Ali Sadfer, Rivera Milena, Ward John, Keshavarz-Moore Eli, Mason Chris, Nesbeth Darren N
The Advanced Centre for Biochemical Engineering, Department of Biochemical Engineering, University College London, WC1E 7JE, UK.
Heliyon. 2023 Jun 7;9(6):e17067. doi: 10.1016/j.heliyon.2023.e17067. eCollection 2023 Jun.
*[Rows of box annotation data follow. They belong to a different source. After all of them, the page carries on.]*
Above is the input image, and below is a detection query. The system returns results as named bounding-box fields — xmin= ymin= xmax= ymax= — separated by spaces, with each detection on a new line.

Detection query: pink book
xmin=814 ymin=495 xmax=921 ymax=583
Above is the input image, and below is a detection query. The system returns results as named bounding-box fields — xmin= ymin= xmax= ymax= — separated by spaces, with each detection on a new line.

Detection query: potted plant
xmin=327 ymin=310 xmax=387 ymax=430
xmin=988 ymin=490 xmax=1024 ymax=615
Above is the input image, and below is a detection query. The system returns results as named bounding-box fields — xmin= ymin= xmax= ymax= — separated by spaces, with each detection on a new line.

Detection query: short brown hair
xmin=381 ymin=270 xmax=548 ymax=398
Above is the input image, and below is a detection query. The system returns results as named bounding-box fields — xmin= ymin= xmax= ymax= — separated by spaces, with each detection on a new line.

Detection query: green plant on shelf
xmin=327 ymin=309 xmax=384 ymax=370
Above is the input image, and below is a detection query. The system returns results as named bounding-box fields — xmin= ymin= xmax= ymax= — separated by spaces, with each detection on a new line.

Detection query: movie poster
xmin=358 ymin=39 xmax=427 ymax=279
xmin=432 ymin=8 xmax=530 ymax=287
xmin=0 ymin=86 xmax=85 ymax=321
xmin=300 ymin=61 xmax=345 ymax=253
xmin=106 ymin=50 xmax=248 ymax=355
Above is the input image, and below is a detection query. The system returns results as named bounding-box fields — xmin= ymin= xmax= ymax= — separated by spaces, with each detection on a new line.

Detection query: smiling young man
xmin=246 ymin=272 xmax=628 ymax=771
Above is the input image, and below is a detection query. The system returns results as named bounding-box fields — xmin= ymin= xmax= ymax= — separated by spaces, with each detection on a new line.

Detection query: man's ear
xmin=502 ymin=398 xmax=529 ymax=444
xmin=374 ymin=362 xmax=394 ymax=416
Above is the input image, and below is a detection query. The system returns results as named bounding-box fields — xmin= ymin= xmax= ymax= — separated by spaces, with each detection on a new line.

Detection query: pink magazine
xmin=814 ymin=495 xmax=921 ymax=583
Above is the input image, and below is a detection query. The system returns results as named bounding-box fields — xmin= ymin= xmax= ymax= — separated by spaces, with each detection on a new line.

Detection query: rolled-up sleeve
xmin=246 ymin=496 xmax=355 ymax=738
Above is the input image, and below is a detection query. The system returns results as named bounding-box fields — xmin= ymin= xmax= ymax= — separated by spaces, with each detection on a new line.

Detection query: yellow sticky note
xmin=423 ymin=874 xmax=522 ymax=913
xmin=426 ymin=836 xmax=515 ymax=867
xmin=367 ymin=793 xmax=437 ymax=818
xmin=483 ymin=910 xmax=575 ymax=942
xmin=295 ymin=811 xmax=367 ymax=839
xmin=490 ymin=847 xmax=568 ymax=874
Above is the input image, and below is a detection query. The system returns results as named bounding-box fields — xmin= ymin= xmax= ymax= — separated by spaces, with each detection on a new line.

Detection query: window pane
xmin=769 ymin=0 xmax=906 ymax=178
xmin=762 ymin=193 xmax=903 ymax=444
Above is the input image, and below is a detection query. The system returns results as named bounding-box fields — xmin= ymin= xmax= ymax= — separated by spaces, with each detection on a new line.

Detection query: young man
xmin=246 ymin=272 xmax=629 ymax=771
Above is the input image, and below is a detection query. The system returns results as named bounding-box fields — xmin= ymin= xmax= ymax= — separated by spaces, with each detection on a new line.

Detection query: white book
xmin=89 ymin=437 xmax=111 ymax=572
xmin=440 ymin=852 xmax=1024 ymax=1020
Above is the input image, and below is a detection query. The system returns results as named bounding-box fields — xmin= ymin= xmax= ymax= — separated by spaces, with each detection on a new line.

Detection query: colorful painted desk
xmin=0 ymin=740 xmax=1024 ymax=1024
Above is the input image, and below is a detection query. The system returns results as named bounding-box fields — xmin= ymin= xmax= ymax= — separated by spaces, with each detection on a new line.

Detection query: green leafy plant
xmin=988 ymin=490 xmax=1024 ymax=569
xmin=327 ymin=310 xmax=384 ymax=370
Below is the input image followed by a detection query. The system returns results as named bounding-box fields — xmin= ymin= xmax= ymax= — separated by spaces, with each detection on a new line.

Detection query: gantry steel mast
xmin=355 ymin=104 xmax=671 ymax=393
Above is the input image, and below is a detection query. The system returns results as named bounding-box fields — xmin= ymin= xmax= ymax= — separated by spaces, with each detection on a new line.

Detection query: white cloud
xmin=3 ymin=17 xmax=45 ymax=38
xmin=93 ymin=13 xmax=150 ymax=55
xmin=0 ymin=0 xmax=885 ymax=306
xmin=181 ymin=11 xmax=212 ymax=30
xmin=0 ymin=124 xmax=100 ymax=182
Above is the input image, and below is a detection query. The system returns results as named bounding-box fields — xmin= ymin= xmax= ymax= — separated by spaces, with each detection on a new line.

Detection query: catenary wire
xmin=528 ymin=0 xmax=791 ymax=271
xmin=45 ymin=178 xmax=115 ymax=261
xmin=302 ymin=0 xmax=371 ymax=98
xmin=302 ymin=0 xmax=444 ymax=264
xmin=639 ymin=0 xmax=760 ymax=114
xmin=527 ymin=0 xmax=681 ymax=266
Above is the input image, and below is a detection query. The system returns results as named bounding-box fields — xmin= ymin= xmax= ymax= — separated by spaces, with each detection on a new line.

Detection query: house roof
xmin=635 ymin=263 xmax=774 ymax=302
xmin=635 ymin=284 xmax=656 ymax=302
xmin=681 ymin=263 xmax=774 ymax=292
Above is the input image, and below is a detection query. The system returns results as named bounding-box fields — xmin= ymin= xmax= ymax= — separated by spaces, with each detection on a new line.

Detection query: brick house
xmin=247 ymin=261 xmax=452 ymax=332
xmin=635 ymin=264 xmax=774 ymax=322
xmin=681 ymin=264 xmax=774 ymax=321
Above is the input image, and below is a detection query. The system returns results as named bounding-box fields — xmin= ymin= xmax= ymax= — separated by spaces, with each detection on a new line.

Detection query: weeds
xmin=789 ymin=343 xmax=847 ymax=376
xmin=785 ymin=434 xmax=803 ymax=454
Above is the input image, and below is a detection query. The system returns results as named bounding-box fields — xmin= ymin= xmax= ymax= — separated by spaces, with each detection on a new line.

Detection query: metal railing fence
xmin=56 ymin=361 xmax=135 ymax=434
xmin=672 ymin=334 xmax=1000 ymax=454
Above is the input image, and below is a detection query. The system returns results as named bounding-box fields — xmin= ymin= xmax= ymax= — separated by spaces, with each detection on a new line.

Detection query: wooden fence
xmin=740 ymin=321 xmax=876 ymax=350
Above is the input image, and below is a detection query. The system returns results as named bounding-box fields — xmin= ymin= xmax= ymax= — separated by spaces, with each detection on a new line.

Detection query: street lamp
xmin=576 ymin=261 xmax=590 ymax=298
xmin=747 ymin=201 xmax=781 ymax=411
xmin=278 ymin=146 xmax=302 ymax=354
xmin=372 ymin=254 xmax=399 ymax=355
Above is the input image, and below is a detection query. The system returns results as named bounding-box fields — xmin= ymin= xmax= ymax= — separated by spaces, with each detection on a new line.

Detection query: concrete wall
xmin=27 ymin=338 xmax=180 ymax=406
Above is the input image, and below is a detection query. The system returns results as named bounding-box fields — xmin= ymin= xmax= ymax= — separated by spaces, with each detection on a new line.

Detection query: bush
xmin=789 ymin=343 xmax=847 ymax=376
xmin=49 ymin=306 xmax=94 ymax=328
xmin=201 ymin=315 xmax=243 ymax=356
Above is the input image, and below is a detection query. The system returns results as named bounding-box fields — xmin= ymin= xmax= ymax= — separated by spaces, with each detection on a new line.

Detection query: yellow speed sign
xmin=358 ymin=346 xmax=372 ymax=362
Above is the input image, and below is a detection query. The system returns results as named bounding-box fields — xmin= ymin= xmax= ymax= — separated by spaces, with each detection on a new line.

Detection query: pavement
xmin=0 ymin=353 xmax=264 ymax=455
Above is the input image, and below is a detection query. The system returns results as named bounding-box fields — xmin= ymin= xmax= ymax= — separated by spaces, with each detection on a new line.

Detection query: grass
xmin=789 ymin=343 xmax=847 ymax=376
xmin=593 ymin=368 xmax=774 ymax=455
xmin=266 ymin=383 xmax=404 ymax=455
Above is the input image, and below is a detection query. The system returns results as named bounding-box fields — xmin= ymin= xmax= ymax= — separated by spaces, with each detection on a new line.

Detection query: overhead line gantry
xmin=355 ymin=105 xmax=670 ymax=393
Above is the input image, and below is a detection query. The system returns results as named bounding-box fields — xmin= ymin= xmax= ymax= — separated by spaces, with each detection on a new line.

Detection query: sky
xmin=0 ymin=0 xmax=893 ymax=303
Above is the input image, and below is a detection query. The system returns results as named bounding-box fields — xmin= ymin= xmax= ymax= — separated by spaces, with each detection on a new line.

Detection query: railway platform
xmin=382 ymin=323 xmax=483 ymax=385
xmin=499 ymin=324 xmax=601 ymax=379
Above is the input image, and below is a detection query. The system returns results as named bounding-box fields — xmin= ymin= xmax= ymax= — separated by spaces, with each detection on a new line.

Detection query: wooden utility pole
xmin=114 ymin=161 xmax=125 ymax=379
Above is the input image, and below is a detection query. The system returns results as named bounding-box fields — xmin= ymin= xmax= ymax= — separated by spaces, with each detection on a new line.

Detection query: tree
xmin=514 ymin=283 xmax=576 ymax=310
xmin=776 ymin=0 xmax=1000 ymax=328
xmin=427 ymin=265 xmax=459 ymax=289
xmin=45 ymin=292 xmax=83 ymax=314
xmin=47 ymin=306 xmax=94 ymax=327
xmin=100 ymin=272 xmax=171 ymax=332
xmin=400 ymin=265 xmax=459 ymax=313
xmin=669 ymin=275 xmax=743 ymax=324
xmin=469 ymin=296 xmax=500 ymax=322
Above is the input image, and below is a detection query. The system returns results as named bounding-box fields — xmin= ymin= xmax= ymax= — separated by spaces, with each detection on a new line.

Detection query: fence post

At present lentiviral vector production for cell and gene therapy commonly involves transient plasmid transfection of mammalian cells cultivated in serum-containing media and addition of exogenous nuclease to reduce host cell and plasmid DNA impurities. Switching from serum-containing media to chemically-defined, serum free media, and minimising the number of process additions, are both increasingly regarded as necessary steps for simplifying and potentially automating lentiviral vector bioprocessing in future. Here we adapted human embryonic kidney 293T (HEK293T) cells to grow in serum-free media and also modified these cells with transgenes designed to encode a secreted nuclease activity. Stable transfection of HEK293T cells with transgenes encoding the nuclease B (NucB) open reading frame with either its native secretion signal peptide, the murine Igκ chain leader sequence or a novel viral transport fusion protein, all resulted in qualitatively detectable nuclease activity in serum-free media. Serum-free transient transfection of human embryonic kidney HEK293T cells stably harbouring the transgene for NucB with its native secretion signal produced active lentivirus in the presence of medium-resident nuclease activity. This lentivirus material was able to transduce the AGF-T immortal T cell line with a green fluorescent protein reporter payload at a level of 2.05 × 10 TU/mL (±3.34 × 10 TU/mL). Sufficient nuclease activity was present in 10 μL of this unconcentrated lentivirus material to degrade 1.5 μg DNA within 2 h at 37 °C, without agitation - conditions compatible with lentivirus production. These observations demonstrate that lentiviral vector production, by transient transfection, is compatible with host cells harbouring a nuclease transgene and evidencing nuclease activity in their surrounding growth media. This work provides a solid basis for future investigations, beyond the scope of this present study, in which commercial and academic groups can apply this approach to therapeutic payloads and potentially omit exogenous nuclease bioprocess additions.
目前,用于细胞和基因治疗的慢病毒载体生产通常涉及在含血清培养基中培养的哺乳动物细胞的瞬时质粒转染,并添加外源性核酸酶以减少宿主细胞和质粒DNA杂质。从含血清培养基切换到化学成分明确的无血清培养基,并尽量减少工艺添加物的数量,越来越被视为未来简化和可能自动化慢病毒载体生物加工的必要步骤。在这里,我们使人类胚胎肾293T(HEK293T)细胞适应在无血清培养基中生长,并还用设计用于编码分泌型核酸酶活性的转基因对这些细胞进行了修饰。用编码核酸酶B(NucB)开放阅读框的转基因对HEK293T细胞进行稳定转染,该转基因带有其天然分泌信号肽、鼠Igκ链前导序列或一种新型病毒转运融合蛋白,所有这些都导致在无血清培养基中可定性检测到核酸酶活性。用带有天然分泌信号的NucB转基因稳定转染的人类胚胎肾HEK293T细胞在无血清条件下进行瞬时转染,在存在培养基中固有核酸酶活性的情况下产生了活性慢病毒。这种慢病毒材料能够以2.05×10 TU/mL(±3.34×10 TU/mL)的水平用绿色荧光蛋白报告基因载荷转导AGF-T永生T细胞系。在37℃下,10μL这种未浓缩的慢病毒材料中存在足够的核酸酶活性,在2小时内无需搅拌即可降解1.5μg DNA - 这些条件与慢病毒生产兼容。这些观察结果表明,通过瞬时转染生产慢病毒载体与携带核酸酶转基因并在其周围生长培养基中显示核酸酶活性的宿主细胞兼容。这项工作为未来超出本研究范围的研究提供了坚实的基础,商业和学术团体可以将这种方法应用于治疗性载荷,并有可能省略外源性核酸酶生物加工添加物。